Defendants moved to compel joinder of all successors in interest under the Mattison survey, which the court granted. Plaintiffs moved for reconsideration. Again, the trial court denied reconsideration and reiterated that if the additional parties were not joined, the trial court would dismiss the case. A few months later, the trial court signed a letter granting Defendants’ motions to consolidate the cases, motion to dismiss, and final judgment. Plaintiffs appealed.
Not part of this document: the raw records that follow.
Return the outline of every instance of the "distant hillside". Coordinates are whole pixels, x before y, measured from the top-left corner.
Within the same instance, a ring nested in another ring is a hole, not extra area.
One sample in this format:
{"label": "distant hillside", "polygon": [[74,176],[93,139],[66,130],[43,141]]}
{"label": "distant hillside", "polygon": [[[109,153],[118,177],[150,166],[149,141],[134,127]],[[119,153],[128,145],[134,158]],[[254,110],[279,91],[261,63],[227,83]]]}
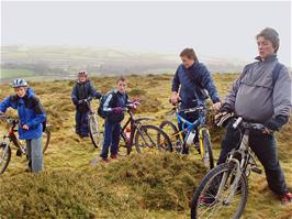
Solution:
{"label": "distant hillside", "polygon": [[[221,96],[225,96],[238,75],[214,74]],[[130,98],[139,97],[136,117],[156,117],[159,124],[169,116],[172,75],[128,76]],[[92,84],[103,94],[116,77],[92,77]],[[0,218],[88,218],[88,219],[189,219],[189,202],[206,169],[191,150],[189,156],[157,153],[121,157],[109,164],[90,161],[94,150],[89,139],[75,134],[75,107],[70,99],[74,80],[29,81],[42,100],[52,124],[52,142],[45,153],[45,172],[34,176],[25,173],[27,161],[15,155],[0,177]],[[13,92],[9,85],[0,86],[0,100]],[[98,102],[93,102],[97,109]],[[15,111],[9,110],[9,114]],[[209,114],[212,111],[209,112]],[[99,118],[100,128],[103,120]],[[0,136],[7,128],[0,122]],[[225,130],[211,127],[215,162]],[[292,122],[278,138],[278,153],[288,186],[292,186]],[[193,149],[193,147],[192,147]],[[292,205],[283,207],[268,188],[265,174],[251,174],[249,196],[243,219],[291,219]],[[218,219],[225,219],[218,216]]]}
{"label": "distant hillside", "polygon": [[[177,54],[137,53],[100,47],[2,46],[1,78],[15,76],[75,77],[79,69],[92,75],[175,73]],[[238,61],[200,57],[211,72],[238,73]],[[29,74],[27,74],[29,72]]]}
In an opinion by Chief Justice Tijerina, the court of appeals affirmed. In Longoria v. Exxon Mobil Corp., 255 S.W.3d 174, 180 (Tex. App.—San Antonio 20028, pet. denied), the court observed, plaintiffs sued energy companies seeking to establish title to alleged mineral interests in a partially leased energy estate. Defendants moved to compel joinder to all persons having record title and royalty interests in the 9,200 acres at issue. Plaintiffs responded that they were simply trying to clear title to the mineral estate, not to claim any portion of the royalty interest owned by a non-party. The trial court dismissed the case for failure to join “absent mineral interest owners” as parties. TCRP 39 requires joinder if a person “‘claims an interest relating to a cause of action and is so situated that the disposition of the action in’ the person’s absence may ‘leave any of the persons already parties to a substantial risk of incurring double, multiple, or otherwise inconsistent obligations by reason[s]’ of the person’s claimed interest.” The rule gives trial courts broad discretion to determine whether to compel joinder under Rule 39, which may including “find[ing] that such a judgment could impair the absent lessors’ ability to convey royalty interests and possibilities of reverter they claim to own.”

Similar to the facts in Longoria, Plaintiffs sought declaratory judgment and adjudication of title to their alleged interests in the entire Mattison survey. The absent parties likewise claimed title to the mineral interests in the survey. This case, consequently, “could implicate the undivided mineral interest of absent successors without giving the interest owners an opportunity to defend their title.” The trial court was well within its discretion in finding that absent claimants to mineral interests should be joined as parties. Judgment affirmed.